El inspector Amodeo reaccionó a la voz
de Lucas, saliendo de su inmovilidad por la sorpresa, y entró en el patio, con
la “trampa cuántica” en la mano. Se acercó al monstruo, que rodaba por el
suelo, y juntó las dos partes del dispositivo.
Entonces el lobo se arrancó los dardos
de la pistola táser y le lanzó un
zarpazo al inspector, para librarse de él. El policía salió disparado, cruzando
parte del patio y aterrizando en la hierba como un muñeco de trapo. La trampa
se le cayó de la mano y se posó en la hierba, activándose al cabo de unos
segundos, trazando su malla de color azul, pero el monstruo ya no estaba allí.
Se había levantado y había salido a la
calle, abandonando el patio, alejándose de aquellos humanos que eran
peligrosos. No huía de ellos: sólo se separaba, para poder volver a atacar. Se
iba a vengar.
El lobo salió al callejón y torció a la
derecha cuando llegó frente a la Universidad. Allí se dio de bruces con Gerardo
Antúnez Faemino y con Susana Ayuso Gómez, que sólo pudieron levantar sus armas
y disparar al aire: el hombre-lobo saltó y pasó sobre ellos, dejándolos atrás.
- Un hombre-lobo, ¿no? – preguntó Susana
Ayuso, tratando de encontrar confirmación en su compañero.
- Eso parece, sí – dijo Gerardo Antúnez,
también aturdido. Era la primera vez que veían una cosa así y no se lo
esperaban.
Lucas y Patricia fueron a por el
inspector Amodeo, temiéndose lo peor. Le hicieron rodar en la hierba y le
pusieron boca arriba.
- Jodeeeer.... – musitó el inspector. –
Y yo pensé que una herida de bala dolía, rediós....
El tono de voz era débil, pero había
sonado guasón. Patricia y Lucas rieron con él: el inspector tenía un zarpazo en
el vientre, que le había rasgado la camisa y la piel, pero poco más. Sangraba,
pero no afectaba a órganos vitales.
- Tranquilo, inspector: saldrá de ésta –
Lucas le dio un golpe amistoso en el hombro, antes de levantarse.

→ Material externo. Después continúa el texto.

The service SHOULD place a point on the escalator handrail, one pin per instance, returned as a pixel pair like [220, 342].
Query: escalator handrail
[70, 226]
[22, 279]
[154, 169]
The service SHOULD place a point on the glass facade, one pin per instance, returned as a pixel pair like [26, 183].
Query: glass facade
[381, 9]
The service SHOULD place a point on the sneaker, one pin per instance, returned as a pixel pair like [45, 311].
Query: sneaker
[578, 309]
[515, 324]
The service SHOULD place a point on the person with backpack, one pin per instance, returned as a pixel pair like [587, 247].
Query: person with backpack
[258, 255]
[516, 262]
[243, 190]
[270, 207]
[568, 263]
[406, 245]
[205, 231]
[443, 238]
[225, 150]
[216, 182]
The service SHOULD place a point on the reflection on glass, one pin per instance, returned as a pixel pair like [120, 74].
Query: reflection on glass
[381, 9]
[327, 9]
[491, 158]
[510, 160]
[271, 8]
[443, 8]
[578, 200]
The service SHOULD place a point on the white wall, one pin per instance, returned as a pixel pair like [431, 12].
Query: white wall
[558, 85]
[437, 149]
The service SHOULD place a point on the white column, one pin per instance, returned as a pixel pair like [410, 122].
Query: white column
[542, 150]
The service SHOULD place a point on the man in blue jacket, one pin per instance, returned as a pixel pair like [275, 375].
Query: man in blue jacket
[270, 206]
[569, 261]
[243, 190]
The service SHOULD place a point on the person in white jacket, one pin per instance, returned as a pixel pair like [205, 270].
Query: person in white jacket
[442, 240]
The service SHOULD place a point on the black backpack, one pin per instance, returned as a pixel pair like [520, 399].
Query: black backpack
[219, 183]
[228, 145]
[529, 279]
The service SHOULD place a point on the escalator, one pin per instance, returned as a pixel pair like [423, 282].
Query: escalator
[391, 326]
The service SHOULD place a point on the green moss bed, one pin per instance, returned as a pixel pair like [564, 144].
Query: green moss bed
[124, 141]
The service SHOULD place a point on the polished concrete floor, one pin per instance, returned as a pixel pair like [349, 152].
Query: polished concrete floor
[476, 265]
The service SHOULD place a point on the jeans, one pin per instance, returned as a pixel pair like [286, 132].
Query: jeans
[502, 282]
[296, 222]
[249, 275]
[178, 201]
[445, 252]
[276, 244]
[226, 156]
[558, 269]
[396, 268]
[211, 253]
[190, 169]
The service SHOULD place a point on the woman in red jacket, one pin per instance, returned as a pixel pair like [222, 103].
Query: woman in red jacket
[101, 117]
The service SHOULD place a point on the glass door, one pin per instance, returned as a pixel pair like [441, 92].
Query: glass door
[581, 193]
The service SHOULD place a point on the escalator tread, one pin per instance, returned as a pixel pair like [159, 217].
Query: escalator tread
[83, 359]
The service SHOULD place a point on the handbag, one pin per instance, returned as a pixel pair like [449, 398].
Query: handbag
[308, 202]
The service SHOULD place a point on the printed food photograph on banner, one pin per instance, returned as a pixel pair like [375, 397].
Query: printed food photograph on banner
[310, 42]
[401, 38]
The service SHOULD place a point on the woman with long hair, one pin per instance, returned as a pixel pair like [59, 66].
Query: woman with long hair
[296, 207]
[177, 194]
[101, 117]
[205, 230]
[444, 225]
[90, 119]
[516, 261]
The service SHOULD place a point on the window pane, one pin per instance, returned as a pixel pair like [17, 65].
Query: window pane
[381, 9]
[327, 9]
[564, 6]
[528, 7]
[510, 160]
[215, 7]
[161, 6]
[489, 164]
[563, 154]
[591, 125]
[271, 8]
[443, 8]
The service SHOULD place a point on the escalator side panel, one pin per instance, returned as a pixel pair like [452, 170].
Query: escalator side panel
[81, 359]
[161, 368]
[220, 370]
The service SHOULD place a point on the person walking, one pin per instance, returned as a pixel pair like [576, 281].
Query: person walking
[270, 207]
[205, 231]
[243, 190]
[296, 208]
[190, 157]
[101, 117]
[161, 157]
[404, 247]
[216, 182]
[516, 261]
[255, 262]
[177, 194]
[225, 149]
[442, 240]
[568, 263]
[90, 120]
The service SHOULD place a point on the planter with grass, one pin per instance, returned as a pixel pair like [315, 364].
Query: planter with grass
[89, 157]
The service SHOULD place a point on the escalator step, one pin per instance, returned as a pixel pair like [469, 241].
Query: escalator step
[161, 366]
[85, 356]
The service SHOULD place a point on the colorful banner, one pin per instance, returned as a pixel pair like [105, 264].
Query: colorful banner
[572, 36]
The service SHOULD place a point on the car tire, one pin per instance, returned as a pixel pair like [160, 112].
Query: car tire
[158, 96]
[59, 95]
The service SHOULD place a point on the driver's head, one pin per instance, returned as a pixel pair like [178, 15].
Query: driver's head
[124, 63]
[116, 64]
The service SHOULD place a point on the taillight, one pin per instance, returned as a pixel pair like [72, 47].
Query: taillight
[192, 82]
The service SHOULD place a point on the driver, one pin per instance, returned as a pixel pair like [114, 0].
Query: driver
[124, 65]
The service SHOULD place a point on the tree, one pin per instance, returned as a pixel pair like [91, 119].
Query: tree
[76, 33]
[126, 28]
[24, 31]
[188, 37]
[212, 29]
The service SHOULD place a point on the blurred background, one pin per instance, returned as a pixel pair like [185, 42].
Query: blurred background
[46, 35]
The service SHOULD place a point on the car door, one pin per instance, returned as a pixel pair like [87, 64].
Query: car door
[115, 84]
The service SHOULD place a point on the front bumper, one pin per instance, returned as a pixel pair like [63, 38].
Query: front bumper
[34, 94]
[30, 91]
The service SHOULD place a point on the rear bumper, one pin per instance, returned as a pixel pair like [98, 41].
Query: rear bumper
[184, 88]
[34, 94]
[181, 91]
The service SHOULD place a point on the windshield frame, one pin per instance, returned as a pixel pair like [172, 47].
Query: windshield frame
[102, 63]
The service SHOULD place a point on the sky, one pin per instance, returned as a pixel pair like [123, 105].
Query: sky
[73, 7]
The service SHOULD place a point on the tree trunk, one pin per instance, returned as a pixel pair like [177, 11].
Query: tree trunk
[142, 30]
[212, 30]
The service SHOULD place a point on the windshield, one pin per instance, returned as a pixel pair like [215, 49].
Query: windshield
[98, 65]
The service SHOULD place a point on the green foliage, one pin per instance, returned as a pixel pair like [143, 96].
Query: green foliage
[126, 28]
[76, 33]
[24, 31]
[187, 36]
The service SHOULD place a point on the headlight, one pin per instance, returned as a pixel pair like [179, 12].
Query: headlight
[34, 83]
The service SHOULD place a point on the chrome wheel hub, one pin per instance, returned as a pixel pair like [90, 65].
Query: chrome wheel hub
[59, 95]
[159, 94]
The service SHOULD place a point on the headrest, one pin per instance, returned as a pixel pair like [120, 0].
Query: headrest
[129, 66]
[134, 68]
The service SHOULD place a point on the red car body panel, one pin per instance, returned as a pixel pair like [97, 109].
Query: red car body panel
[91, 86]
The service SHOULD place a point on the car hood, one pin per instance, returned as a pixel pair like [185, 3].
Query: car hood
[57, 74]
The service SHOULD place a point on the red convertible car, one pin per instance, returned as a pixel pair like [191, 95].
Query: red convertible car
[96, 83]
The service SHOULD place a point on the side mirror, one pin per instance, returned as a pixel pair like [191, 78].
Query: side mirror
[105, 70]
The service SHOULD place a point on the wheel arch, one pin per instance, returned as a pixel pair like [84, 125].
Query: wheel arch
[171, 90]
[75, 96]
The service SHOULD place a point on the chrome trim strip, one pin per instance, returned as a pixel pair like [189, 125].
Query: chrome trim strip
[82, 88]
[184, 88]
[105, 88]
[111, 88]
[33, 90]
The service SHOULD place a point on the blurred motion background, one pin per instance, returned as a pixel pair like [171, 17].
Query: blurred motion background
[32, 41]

- ¿Dónde vas? – preguntó Patricia,
todavía arrodillada al lado de Amodeo.
- ¿A dónde crees tú que voy? A por ese
monstruo del carajo....
Patricia no le replicó. No le gustaba,
pero sabía que era lo que tenía que hacer. Simplemente se puso en pie, le dio
un largo beso en la boca a su novio y después se quedó a dos centímetros de su
cara.
- Vete. Pero vuelve.
- Eso es lo que pretendía hacer – bromeó
Lucas, dándole un beso en la nariz a Patricia, haciendo que sonriera y que sus
ojos se escondieran tras sus pómulos llenos de pecas. Después salió corriendo
del patio, esquivando la “trampa cuántica”.